A paper published this week on crop yields under a stratospheric aerosol regime has generated much discussion in the blogosphere. The authors compared two model scenarios, one a world with twice the historical level of CO2 in the atmosphere, the other a 2xCO2 world augmented with stratospheric aerosols, and compared them to each other and to current conditions in terms of food production. The results show that crop yields increased in the geoengineered, 2xCO2 world relative to the non-geoengineered 2xCO2 world. This evidence contradicts the common assertion that agriculture would be compromised in a geoengineered world--according to this study, the opposite would occur since the positive growth effects of CO2 fertilization would not be offset by temperature stresses associated with an unadulterated greenhouse world. Instead, SAI would minimize these stresses so that higher CO2 would lead to higher crop yields and food production.
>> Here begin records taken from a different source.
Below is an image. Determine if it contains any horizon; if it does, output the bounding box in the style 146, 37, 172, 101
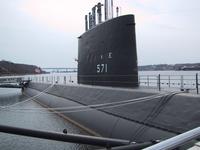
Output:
0, 0, 200, 68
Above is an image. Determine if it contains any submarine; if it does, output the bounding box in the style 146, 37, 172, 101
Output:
24, 0, 200, 148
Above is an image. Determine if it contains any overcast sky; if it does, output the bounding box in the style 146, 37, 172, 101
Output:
0, 0, 200, 67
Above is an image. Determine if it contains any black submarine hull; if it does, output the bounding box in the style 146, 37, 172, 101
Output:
78, 15, 138, 87
25, 83, 200, 148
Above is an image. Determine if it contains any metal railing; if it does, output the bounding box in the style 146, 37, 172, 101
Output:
138, 73, 200, 94
0, 73, 200, 94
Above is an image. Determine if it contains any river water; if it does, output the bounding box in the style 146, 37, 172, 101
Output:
0, 88, 94, 150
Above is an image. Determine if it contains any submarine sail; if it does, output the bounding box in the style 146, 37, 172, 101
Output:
78, 2, 138, 87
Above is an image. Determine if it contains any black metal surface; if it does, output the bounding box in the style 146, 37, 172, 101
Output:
0, 125, 130, 147
78, 15, 138, 87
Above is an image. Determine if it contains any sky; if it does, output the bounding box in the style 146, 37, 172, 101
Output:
0, 0, 200, 68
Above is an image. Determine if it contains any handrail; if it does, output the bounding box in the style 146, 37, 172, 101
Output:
144, 127, 200, 150
0, 125, 131, 148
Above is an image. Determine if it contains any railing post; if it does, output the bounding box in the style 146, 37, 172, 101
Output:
158, 74, 161, 91
196, 73, 199, 94
168, 75, 170, 88
181, 75, 184, 89
138, 75, 140, 86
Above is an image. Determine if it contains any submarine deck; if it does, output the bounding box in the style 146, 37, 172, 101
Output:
26, 83, 200, 137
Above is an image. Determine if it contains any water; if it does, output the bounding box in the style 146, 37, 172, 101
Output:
0, 88, 94, 150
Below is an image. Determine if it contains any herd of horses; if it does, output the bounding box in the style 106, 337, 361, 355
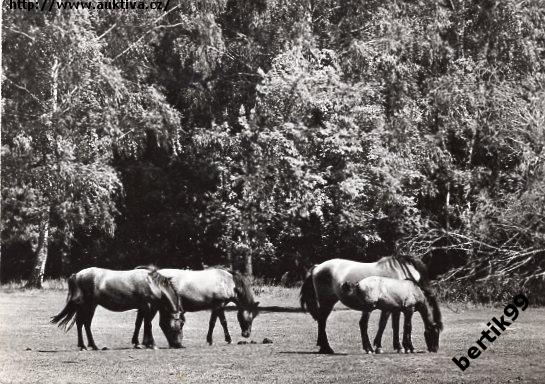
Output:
51, 256, 443, 354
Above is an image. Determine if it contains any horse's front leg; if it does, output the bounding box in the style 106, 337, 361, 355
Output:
360, 311, 373, 353
76, 307, 87, 351
83, 305, 98, 351
373, 311, 390, 353
218, 308, 231, 344
142, 308, 157, 349
316, 300, 336, 355
403, 309, 414, 353
131, 309, 144, 349
392, 311, 401, 353
206, 309, 218, 345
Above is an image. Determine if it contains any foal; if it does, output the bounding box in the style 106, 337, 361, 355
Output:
341, 276, 443, 353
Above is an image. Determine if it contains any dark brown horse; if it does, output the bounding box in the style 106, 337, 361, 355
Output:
51, 267, 184, 350
340, 276, 443, 353
132, 268, 259, 345
301, 256, 426, 353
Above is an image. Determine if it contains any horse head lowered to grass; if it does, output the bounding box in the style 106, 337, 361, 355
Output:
132, 268, 259, 345
51, 267, 184, 350
341, 276, 443, 353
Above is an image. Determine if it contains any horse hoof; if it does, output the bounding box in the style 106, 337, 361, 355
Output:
318, 348, 335, 355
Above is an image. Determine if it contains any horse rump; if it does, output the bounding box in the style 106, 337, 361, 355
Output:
50, 274, 82, 332
299, 265, 318, 320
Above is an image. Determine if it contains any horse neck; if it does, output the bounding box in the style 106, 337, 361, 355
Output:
231, 272, 254, 308
416, 293, 434, 328
151, 279, 179, 312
This has generally been greeted warmly by supporters of geoengineering research. In at least one respect, however, the research design of this and similar studies subtly undercuts their position and strengthens the hand of geoengineering opponents. Specifically, by modeling only two future scenarios, a geoengineered 2xCO2 world and a non-geoengineered 2xCO2 world, and not allowing the inclusion of emissions mitigation, the authors lend credence to the false charge that abatement and geoengineering are mutually exclusive activities, and policymakers must choose either one or the other. This assertion is patently untrue and runs counter to the policy preferences of the vast majority of the geoengineering community, which is clearly committed to emissions cuts first and geoengineering only as a final, auxiliary measure. In framing geoengineering as a stand-alone policy option, these studies inadvertantly provide cover for those who would present this false choice.
One way to avoid this would be for researchers to include an additional mixed mitigation/geoengineering scenario as a standard feature of such modeling exercises. While it is important to know the independent effects of geoengineering for analytical purposes, testing the combined effects of geoengineering and emissions cuts would both disarm irresponsible critics, and tell us more about the conditions likely to obtain under the most responsible policy scenario.